IPS-Inter Press Service Deutschland GmbH
IPS-Tagesdienst vom 7. Mai 2015

Nepal: Verzweifelter Kampf um Rückkehr zur Normalität

von Naresh Newar


Bild: © Naresh Newar/IPS

Bei Rita Rai und den anderen Dorfbewohnern von Mahadevsthan im Bezirk Kavre 100 Kilometer südlich von Katmandu sind noch keine Hilfslieferungen angekommen
Bild: © Naresh Newar/IPS

KAVRE DISTRICT, NEPAL (IPS) - Knapp zwei Wochen nach dem verheerenden Erdbeben der Stärke 7,8 auf der Richterskala und den sich anschließenden Nachbeben in Nepal versuchen die betroffenen Familien langsam zur Normalität zurückzufinden.

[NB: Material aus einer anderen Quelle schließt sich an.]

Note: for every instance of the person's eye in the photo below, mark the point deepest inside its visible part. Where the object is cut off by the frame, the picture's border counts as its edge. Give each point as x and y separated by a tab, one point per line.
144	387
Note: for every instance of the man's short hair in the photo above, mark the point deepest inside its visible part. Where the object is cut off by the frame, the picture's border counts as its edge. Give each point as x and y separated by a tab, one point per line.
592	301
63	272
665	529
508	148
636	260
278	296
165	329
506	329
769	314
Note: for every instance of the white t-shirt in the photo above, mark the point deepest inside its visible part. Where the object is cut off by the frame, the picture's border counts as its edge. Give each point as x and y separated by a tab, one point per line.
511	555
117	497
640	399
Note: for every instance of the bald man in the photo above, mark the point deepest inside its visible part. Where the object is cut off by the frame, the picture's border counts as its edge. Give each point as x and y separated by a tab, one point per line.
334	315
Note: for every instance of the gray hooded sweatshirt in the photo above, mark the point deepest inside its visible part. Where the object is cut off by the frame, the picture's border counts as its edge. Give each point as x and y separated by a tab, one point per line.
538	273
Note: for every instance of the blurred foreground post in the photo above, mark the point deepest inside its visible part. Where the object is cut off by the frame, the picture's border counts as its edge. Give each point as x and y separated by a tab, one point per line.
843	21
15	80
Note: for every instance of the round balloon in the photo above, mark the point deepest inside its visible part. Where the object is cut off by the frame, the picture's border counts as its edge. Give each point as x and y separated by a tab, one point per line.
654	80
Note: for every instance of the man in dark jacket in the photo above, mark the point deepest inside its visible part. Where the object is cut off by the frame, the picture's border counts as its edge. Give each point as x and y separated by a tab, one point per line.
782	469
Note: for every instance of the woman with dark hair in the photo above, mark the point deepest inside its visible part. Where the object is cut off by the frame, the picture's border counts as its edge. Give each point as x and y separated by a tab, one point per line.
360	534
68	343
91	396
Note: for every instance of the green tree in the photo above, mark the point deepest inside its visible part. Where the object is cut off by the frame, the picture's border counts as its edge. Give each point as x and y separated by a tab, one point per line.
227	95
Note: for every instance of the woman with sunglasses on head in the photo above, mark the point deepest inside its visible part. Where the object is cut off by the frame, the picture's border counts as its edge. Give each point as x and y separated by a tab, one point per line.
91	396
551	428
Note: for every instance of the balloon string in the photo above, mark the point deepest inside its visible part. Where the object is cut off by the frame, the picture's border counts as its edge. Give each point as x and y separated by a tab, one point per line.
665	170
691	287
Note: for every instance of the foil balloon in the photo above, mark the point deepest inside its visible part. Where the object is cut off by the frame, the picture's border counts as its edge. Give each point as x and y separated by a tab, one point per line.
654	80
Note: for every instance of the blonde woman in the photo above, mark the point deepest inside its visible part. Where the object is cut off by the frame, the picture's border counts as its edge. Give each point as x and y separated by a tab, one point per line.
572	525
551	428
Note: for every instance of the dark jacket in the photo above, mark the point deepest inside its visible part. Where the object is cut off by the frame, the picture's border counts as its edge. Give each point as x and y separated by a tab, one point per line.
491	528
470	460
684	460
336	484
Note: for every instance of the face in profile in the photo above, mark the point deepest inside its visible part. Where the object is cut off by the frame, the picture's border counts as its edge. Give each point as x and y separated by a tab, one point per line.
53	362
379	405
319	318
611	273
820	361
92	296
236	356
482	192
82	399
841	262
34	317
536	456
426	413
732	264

Das Ausmaß der Tragödie verhindert jedoch eine zügige Versorgung der mittel- und obdachlosen Familien mit Hilfsgütern. Angesichts des nahenden Monsunregens - schon jetzt werden einige Teile des südasiatischen Landes von schweren Niederschlägen heimgesucht - wird es nach Ansicht von Experten höchste Zeit, dass die Lieferungen ihre Ziele erreichen.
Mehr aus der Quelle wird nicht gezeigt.